Até qualquer dia, velho Mestre, onde nos encontraremos, talvez, Na Terra Nunca
Mais”. O encontro veio sete anos depois.
Fez sua última
conferência em Goiânia, durante o Congresso Brasileiro de Psiquiatria. Mais de
dois mil colegas o aplaudiram de pé.
O Brasileiro é
um Grande Povo:
“O Brasil é um
País grande que não é ainda um grande País porque o seu povo viveu sempre sob
um governo de origem autocrática e não tem um grande Estado, mas um Estado
grande demais, elitista, injusto e ineficaz. Um estado que tem possuído homens
ilustres, mas instituições arcaicas e demagógicas que não se compadecem com a
grandeza potencial do povo brasileiro. Povo pacífico, livre de fanatismos,
capaz de compaixão e ideias, e que malgrado a lassidão tropical, construiu
metrópoles únicas à beira do Equador e sem o refrigério da altitude. Mas que
talvez tenha concorrido para a sua maior fraqueza: a passividade ante a
contrafação dos poderes constituídos e da democracia e o Estado governado pela
troca de favores ilícitos. E assim permitiu que a sociedade brasileira fosse
progressivamente enfraquecida por cruel divisão: a maioria de rendas muito
baixas e a minoria de rendas muito altas. A primeira enfraquecida pela cultura
da pobreza (miséria em massa), a segunda pela dissipação consumista e pelo
comodismo. Uma injustiça social suicida que permite a uma elite inautêntica
imitar os países ricos, explorando o seu povo e avassalando a sua cultura” .

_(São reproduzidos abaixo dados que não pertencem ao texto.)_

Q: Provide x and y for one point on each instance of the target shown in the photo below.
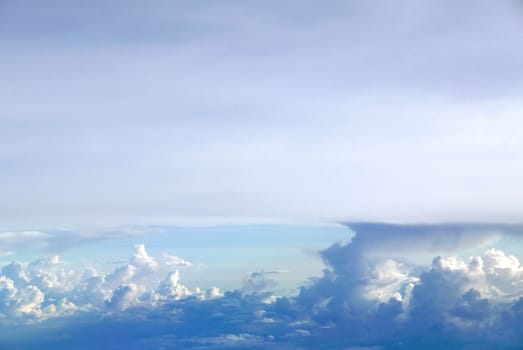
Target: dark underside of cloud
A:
(364, 300)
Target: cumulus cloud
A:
(45, 288)
(363, 300)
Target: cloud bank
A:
(363, 300)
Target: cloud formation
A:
(363, 301)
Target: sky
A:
(264, 175)
(179, 112)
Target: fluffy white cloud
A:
(45, 289)
(364, 300)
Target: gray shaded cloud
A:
(363, 301)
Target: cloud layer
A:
(364, 300)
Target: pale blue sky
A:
(168, 112)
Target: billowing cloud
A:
(363, 301)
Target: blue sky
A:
(265, 175)
(177, 112)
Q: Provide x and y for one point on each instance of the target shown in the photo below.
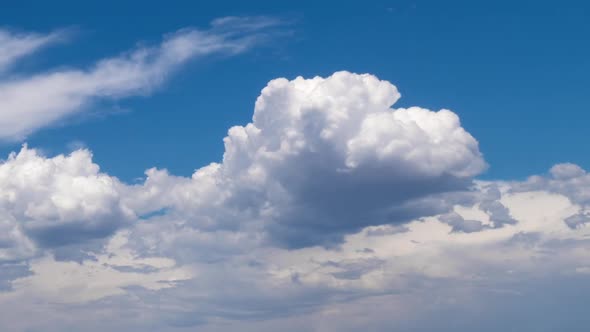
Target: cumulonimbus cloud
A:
(331, 196)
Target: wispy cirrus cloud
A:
(30, 103)
(14, 45)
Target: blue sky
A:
(515, 73)
(262, 166)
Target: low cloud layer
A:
(331, 211)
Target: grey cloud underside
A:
(332, 211)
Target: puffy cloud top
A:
(326, 156)
(59, 200)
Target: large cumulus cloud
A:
(327, 156)
(330, 206)
(49, 202)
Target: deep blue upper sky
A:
(516, 74)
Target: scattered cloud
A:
(330, 207)
(30, 103)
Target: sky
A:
(295, 166)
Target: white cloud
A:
(102, 275)
(330, 207)
(55, 201)
(14, 46)
(30, 103)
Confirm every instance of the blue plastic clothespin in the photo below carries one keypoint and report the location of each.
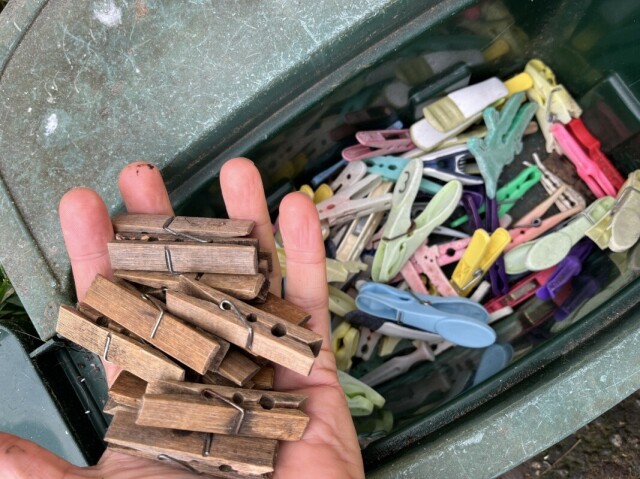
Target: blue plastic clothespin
(458, 320)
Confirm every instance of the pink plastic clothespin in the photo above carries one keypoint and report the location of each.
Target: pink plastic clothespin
(532, 225)
(592, 147)
(378, 143)
(588, 170)
(428, 260)
(520, 292)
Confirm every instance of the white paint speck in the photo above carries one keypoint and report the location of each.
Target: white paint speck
(52, 124)
(475, 439)
(108, 14)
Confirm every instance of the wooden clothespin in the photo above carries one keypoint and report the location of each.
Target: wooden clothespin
(186, 257)
(148, 319)
(194, 451)
(129, 354)
(186, 228)
(245, 287)
(246, 326)
(221, 410)
(237, 367)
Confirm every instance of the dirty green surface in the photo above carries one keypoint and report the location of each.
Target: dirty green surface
(26, 408)
(88, 87)
(543, 410)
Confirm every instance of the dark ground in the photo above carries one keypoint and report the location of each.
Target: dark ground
(608, 447)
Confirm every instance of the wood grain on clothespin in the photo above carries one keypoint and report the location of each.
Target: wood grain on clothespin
(279, 327)
(141, 359)
(237, 367)
(268, 399)
(196, 349)
(209, 412)
(184, 257)
(242, 455)
(201, 228)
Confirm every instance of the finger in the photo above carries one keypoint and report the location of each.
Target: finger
(306, 284)
(86, 229)
(143, 190)
(22, 458)
(244, 198)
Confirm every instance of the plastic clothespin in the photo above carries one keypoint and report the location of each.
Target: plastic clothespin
(503, 141)
(620, 230)
(428, 260)
(554, 101)
(565, 270)
(587, 169)
(350, 202)
(625, 222)
(344, 343)
(591, 146)
(509, 194)
(388, 328)
(549, 250)
(483, 251)
(458, 320)
(322, 192)
(390, 168)
(521, 291)
(531, 225)
(449, 164)
(362, 399)
(402, 235)
(452, 114)
(378, 143)
(398, 365)
(350, 175)
(551, 182)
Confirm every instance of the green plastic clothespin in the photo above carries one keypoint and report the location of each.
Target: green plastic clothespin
(390, 167)
(510, 193)
(503, 140)
(549, 250)
(402, 236)
(361, 398)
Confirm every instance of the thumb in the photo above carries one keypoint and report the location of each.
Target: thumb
(20, 458)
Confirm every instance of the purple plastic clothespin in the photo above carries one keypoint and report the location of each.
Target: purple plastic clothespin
(566, 269)
(472, 201)
(497, 274)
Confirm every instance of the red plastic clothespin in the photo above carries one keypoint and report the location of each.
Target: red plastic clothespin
(592, 147)
(378, 143)
(428, 260)
(588, 170)
(521, 291)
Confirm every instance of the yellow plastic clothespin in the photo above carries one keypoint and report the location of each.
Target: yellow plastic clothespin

Antônio Vandick Andrade Ponte, 16 de agosto de 1986.
Foi um pedido
particular à sua colega. Dr. Vandick Ponte passou para a Dra. Marluce Oliveira o seguimento do seu trabalho, que era
universal. Surgiu o Instituto Vandick Ponte, ali mesmo na Casa de Saúde São
Gerardo, um dos primeiros imóveis quando ali era o Alagadiço, cercado de
vacarias e lagoas. Felizmente a fundadora fez jus à memória do saudoso
psiquiatra. Um trabalho louvável e humano. Além dos cômodos e dependências
higienicamente cuidados, encontramos a fábrica de vassouras, que surgem com as
doações de garrafas pet. A renda vai para os trabalhadores, os pacientes, que
além do serviço têm a liberdade, fruto do pioneirismo do criador.
Numa visita com
o pessoal do Instituto Tonny Ítallo, num ambiente de trabalho e paz, com o
rádio ligado nas alturas, ao som de Raul Seixas (Dr. Vandick usava músicas de
rock, como ainda Rita Lee, com letras chamativas, como terapia). Uma moça,
usando short e botas, regozijando-se numa cadeira inclinada, balançava a
cabeça, curtindo a música. Fui até ela: “Se gosta de rock somos eu e você.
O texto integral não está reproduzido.